4La deuxième partie s’intéresse à la figure des héros épiques et les modèles à partir desquels ils sont construits puis montrés à l’écran. Le premier article, celui de M. S. Cyrino, est très intéressant. Il expose des théories nouvelles en matière d’étude de personnages antiques au cinéma mais nous a paru bien trop court. Elle expose notamment le fait que Russell Crowe aurait joué intentionnellement le rôle de Noé dans le film éponyme d’Aronofsky de la même façon que Maximus dans Gladiator, afin que le public puisse s’intégrer facilement dans le récit (cela pourrait-il s’apparenter au « Syndrome Jack Sparrow » qui tourmente Johnny Deep dans ses films post-Pirates des Caraïbes ?). La résultante de ce phénomène permettrait donc aux spectateurs de voir en Noé un héros sans faille et aimant, alors que le personnage est plus sombre. Trois autres articles présentent la façon dont sont construits les héros Thésée (M. M. Toscano), Xena (A. K. Strong) et les personnages principaux de la série Atlantis (A. Potter). Les auteurs observent les renversements de perspectives dans lesquelles les protagonistes principaux n’agissent pas forcément de la façon dont on l’attendrait dans les cycles épiques mais plutôt selon des modèles contemporains aux spectateurs : ces films évacuent d’une certaine façon la quête du divin pour faire des héros des êtres humains déconnectés des enjeux supérieurs menés par les dieux et déesses antiques.
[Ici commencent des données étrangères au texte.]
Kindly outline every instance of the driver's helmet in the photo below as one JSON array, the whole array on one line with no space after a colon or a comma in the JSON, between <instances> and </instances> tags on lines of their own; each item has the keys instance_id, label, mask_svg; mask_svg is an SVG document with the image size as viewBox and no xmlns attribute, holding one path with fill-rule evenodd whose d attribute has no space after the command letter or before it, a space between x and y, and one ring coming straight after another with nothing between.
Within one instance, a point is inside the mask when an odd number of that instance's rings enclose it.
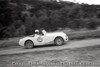
<instances>
[{"instance_id":1,"label":"driver's helmet","mask_svg":"<svg viewBox=\"0 0 100 67\"><path fill-rule=\"evenodd\" d=\"M35 34L39 34L39 30L38 29L35 30Z\"/></svg>"}]
</instances>

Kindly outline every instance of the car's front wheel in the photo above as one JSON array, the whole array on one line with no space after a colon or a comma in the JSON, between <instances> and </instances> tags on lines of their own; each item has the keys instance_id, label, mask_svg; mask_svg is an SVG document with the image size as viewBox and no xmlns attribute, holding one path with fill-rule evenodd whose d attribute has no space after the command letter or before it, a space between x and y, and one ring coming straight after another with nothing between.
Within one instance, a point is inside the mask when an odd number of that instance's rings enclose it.
<instances>
[{"instance_id":1,"label":"car's front wheel","mask_svg":"<svg viewBox=\"0 0 100 67\"><path fill-rule=\"evenodd\" d=\"M57 38L54 40L54 43L55 43L57 46L63 45L63 44L64 44L64 39L63 39L62 37L57 37Z\"/></svg>"},{"instance_id":2,"label":"car's front wheel","mask_svg":"<svg viewBox=\"0 0 100 67\"><path fill-rule=\"evenodd\" d=\"M31 40L27 40L25 42L25 47L26 48L31 49L31 48L33 48L33 46L34 46L34 43Z\"/></svg>"}]
</instances>

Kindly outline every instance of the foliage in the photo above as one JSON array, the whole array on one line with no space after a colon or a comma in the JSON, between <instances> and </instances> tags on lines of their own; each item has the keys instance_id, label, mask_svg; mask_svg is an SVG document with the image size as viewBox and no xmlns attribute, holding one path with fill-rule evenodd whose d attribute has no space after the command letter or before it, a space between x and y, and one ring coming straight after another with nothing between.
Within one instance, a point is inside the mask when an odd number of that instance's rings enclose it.
<instances>
[{"instance_id":1,"label":"foliage","mask_svg":"<svg viewBox=\"0 0 100 67\"><path fill-rule=\"evenodd\" d=\"M30 8L31 7L31 8ZM0 38L30 35L35 29L96 29L100 6L42 0L0 1Z\"/></svg>"}]
</instances>

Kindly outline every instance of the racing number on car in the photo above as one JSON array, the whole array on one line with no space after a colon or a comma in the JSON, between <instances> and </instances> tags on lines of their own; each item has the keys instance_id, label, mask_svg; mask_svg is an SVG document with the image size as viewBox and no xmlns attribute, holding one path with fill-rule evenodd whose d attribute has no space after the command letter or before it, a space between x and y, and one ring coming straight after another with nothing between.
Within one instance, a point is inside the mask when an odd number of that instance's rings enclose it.
<instances>
[{"instance_id":1,"label":"racing number on car","mask_svg":"<svg viewBox=\"0 0 100 67\"><path fill-rule=\"evenodd\" d=\"M38 38L37 38L37 41L38 41L38 42L42 42L42 41L43 41L43 38L42 38L42 37L38 37Z\"/></svg>"}]
</instances>

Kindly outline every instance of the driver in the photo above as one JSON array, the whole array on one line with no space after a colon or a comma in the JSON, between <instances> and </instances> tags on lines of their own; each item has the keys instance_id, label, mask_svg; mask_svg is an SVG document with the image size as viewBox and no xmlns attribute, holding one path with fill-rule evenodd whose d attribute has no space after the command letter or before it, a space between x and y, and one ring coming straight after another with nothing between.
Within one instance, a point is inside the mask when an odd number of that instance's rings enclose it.
<instances>
[{"instance_id":1,"label":"driver","mask_svg":"<svg viewBox=\"0 0 100 67\"><path fill-rule=\"evenodd\" d=\"M35 35L39 35L39 30L38 29L35 30Z\"/></svg>"}]
</instances>

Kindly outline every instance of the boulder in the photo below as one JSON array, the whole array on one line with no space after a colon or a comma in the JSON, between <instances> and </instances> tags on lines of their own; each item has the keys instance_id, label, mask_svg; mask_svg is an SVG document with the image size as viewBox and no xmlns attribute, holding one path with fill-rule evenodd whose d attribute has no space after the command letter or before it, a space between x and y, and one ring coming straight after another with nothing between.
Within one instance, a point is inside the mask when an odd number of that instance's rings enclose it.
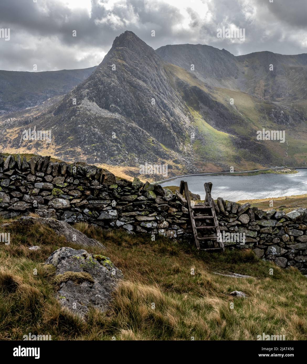
<instances>
[{"instance_id":1,"label":"boulder","mask_svg":"<svg viewBox=\"0 0 307 364\"><path fill-rule=\"evenodd\" d=\"M60 221L50 218L32 217L31 216L22 216L12 222L12 224L22 224L30 225L35 223L41 224L52 229L57 235L63 235L66 240L74 244L79 244L85 246L88 245L98 245L102 248L104 246L101 243L94 239L88 238L86 235L77 230L65 221ZM55 240L56 240L56 236Z\"/></svg>"},{"instance_id":2,"label":"boulder","mask_svg":"<svg viewBox=\"0 0 307 364\"><path fill-rule=\"evenodd\" d=\"M61 304L84 317L90 307L104 311L120 280L121 271L110 259L83 249L61 248L46 261L55 267L57 296Z\"/></svg>"}]
</instances>

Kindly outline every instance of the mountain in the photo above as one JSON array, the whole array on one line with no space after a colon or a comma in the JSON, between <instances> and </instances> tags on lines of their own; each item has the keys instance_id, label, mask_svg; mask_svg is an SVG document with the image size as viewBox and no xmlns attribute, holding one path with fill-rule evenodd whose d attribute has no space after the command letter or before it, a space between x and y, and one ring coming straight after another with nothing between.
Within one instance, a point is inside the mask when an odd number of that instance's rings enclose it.
<instances>
[{"instance_id":1,"label":"mountain","mask_svg":"<svg viewBox=\"0 0 307 364\"><path fill-rule=\"evenodd\" d=\"M235 56L224 49L190 44L165 46L156 52L211 86L238 90L272 101L303 100L307 96L306 54L258 52ZM195 71L191 71L192 64Z\"/></svg>"},{"instance_id":2,"label":"mountain","mask_svg":"<svg viewBox=\"0 0 307 364\"><path fill-rule=\"evenodd\" d=\"M96 67L44 72L0 71L0 114L31 107L66 94Z\"/></svg>"},{"instance_id":3,"label":"mountain","mask_svg":"<svg viewBox=\"0 0 307 364\"><path fill-rule=\"evenodd\" d=\"M127 31L65 96L0 117L2 149L106 165L130 176L146 162L167 163L169 177L303 165L306 55L268 53L236 57L190 44L155 51ZM29 128L50 130L52 142L23 140ZM285 142L257 140L263 128L284 131Z\"/></svg>"}]
</instances>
5Notons que l’article d’A. K. Strong aurait mérité un développement supplémentaire pour présenter le personnage de Xena, que l’auteure définit comme « polyamoureux » mais qui, selon nous, s’explique davantage comme le choix assumé des créateurs de la série de mettre en avant la relation homosexuelle entre Xena et Gabrielle. La construction des relations entre Xena et ses différents partenaires servirait plutôt à exacerber, dans l’esprit du spectateur des années 1990, les liens entre les deux personnages principaux féminins. Une vision plutôt audacieuse et assumée pour une production grand public de cette époque qui est, à mon sens, bien plus qu’un sous-texte queer défendu par A. Strong…

6Enfin, l’article d’H. Gardner revient sur la construction du héros dans le film Centurion (2010). Il est judicieusement placé en fin de chapitre, comme pour introduire la figure de l’antihéros qui n’agit pas comme on l’attendrait d’un récit épique : absence de sacrifice héroïque, idéologisation des thèmes, fuite en avant, absence de restau­ration d’un ordre moral...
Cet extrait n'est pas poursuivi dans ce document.